Dark matter (DM) candidates, such as Weakly Interacting Massive Particles (WIMPs),
can annihilate to Standard Model particles, subsequently producing gamma rays.
In this work, we search for DM-induced gamma-ray signals from Coma Berenices dwarf spheroidal galaxy (CBe dSph)
using approximately 25 hours of observations carried out by the Major Atmospheric Gamma Imaging Cherenkov (MAGIC) Telescope,
located at Roque de los Muchachos Observatory, La Palma, Spain.
Building upon preceding analyses in the gamma-ray regime, we extend the DM search into three dimensions
by incorporating spatial information from the assumed DM-density distribution.
This approach enhances sensitivity by leveraging both energy and spatial characteristics of the expected signal.
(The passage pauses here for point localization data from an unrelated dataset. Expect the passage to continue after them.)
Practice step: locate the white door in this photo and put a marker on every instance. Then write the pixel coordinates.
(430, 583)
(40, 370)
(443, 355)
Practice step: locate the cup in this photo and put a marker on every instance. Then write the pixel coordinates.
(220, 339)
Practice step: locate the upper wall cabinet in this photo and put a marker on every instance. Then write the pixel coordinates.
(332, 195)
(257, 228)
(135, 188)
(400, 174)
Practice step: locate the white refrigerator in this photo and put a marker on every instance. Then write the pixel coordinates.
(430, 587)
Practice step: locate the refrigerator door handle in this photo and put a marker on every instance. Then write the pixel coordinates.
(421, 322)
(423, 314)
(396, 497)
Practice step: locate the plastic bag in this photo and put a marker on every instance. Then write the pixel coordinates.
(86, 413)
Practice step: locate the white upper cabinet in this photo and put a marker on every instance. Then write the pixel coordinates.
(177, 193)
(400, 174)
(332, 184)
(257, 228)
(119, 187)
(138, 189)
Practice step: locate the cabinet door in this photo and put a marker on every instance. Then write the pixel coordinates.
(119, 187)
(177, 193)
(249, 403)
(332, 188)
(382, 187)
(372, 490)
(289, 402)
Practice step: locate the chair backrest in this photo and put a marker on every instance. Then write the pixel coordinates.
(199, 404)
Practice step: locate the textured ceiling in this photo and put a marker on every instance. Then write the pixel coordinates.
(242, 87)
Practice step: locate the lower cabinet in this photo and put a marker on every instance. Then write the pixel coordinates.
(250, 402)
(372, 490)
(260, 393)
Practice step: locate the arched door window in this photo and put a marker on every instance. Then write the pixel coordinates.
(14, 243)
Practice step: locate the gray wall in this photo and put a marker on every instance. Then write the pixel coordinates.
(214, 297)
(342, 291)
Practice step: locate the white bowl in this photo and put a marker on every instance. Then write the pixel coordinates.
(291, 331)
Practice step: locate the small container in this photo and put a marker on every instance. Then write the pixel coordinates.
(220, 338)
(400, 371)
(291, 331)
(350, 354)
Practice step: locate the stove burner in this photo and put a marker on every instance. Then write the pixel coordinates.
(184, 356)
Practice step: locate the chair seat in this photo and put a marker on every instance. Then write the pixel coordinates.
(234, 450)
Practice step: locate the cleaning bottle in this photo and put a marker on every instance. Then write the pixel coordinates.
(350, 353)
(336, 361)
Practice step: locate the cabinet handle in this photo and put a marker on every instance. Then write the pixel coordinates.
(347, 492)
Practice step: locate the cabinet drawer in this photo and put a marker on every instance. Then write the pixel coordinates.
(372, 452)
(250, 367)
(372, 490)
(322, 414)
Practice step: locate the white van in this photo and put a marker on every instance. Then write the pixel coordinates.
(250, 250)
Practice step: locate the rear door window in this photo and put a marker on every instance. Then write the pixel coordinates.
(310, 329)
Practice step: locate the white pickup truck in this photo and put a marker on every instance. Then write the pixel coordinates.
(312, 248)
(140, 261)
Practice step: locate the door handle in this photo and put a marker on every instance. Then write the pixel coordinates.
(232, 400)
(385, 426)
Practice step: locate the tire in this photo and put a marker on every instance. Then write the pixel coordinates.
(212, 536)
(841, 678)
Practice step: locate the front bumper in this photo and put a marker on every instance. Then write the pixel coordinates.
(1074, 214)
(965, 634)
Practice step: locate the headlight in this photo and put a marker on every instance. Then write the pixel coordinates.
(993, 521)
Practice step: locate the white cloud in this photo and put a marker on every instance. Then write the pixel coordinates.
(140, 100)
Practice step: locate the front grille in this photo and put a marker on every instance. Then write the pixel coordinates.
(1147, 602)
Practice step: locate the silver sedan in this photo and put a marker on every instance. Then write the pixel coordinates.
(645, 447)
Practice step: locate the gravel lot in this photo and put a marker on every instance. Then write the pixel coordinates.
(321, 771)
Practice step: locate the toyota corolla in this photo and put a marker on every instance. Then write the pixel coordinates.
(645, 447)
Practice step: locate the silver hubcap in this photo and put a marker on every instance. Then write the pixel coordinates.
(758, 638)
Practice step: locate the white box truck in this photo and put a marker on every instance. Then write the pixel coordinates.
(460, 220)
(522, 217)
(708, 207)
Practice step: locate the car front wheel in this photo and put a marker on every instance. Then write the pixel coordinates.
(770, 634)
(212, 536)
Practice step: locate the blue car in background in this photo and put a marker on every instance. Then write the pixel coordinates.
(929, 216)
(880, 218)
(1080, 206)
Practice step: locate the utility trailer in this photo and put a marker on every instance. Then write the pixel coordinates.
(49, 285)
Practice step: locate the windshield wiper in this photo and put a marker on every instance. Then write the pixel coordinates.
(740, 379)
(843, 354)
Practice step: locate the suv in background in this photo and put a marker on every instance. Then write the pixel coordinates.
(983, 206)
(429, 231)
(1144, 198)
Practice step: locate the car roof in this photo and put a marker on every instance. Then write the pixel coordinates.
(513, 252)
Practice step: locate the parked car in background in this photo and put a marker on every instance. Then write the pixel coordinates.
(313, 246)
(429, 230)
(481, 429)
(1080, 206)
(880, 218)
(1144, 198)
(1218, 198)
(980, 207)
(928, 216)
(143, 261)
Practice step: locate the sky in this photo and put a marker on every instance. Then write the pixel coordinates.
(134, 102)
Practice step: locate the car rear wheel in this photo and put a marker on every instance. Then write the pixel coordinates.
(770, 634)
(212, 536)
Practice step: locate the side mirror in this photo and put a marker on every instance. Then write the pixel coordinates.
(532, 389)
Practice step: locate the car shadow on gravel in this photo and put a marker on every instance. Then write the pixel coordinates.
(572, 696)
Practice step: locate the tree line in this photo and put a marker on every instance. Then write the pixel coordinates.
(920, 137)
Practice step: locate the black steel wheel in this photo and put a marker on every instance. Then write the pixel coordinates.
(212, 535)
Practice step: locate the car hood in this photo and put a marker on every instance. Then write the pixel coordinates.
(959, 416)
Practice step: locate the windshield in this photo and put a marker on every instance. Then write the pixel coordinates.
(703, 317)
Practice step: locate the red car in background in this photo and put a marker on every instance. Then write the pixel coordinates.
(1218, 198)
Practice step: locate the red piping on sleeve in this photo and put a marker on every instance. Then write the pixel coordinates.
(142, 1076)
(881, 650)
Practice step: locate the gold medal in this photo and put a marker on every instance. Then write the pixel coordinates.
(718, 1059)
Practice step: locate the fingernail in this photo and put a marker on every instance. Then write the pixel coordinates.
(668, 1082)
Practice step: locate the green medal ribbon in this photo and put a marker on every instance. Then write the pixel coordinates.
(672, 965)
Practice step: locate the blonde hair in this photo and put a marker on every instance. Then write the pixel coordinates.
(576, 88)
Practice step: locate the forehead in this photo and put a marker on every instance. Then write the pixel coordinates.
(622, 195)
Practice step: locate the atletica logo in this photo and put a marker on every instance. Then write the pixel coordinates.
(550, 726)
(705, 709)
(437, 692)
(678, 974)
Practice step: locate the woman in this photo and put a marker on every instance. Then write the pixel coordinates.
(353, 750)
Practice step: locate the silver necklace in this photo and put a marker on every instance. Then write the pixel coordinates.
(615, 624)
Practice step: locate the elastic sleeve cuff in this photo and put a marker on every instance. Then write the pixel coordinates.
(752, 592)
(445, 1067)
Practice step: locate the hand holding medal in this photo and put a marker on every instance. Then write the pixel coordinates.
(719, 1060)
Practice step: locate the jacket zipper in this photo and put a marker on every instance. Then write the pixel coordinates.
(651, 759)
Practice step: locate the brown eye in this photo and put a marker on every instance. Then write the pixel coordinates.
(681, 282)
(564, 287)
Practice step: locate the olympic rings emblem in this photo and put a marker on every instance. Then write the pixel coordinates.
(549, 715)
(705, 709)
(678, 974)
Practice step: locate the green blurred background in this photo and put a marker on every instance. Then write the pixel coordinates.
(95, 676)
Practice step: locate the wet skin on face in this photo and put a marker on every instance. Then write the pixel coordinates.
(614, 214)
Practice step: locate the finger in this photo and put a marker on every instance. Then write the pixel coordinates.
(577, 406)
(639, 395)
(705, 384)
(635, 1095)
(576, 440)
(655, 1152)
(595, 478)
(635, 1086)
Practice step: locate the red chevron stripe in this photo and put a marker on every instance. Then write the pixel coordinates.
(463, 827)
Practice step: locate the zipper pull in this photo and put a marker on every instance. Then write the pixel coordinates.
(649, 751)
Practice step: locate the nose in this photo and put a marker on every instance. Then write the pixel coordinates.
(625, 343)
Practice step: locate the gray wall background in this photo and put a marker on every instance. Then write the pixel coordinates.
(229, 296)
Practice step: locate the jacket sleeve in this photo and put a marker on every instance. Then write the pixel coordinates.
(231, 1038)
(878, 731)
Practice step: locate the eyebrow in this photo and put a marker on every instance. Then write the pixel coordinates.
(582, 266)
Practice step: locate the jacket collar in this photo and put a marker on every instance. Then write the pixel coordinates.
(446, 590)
The three-dimensional search for a faint signal necessitates the construction of a
background model, leading to the proposal of the exclusion-rotation method.
This method stacks all observations, excludes the source region, and corrects for the
Azimuth-dependent acceptance of the telescopes by rotating the model.
Furthermore, the open-source Python package TITRATE is presented,
introducing Asimov datasets to the high-level analysis tool Gammapy for the
approximation of the test statistic.
No evidence of a DM-induced signal for annihilation to $b\bar{b}$, $W^+W^-$, $\mu^+\mu^-$, and $\tau^+\tau^-$
and DM masses $m_\chi$ between 0.17 TeV and 100 TeV in CBe dSph is found.
Consequently, the first upper limits on the thermally averaged cross-section in energy and spatial dimensions
using TITRATE are set,
leading to an improvement in sensitivity over previous results by MAGIC with respect to the assumed DM density in the target halo.
Moreover, the development of the Asimov datasets for DM search reduces the need for Monte Carlo simulations in estimating the mean and uncertainty bands of the sensitivity,
paving the way for computationally efficient and scalable large-scale analyses across multiple targets and cosmic messengers.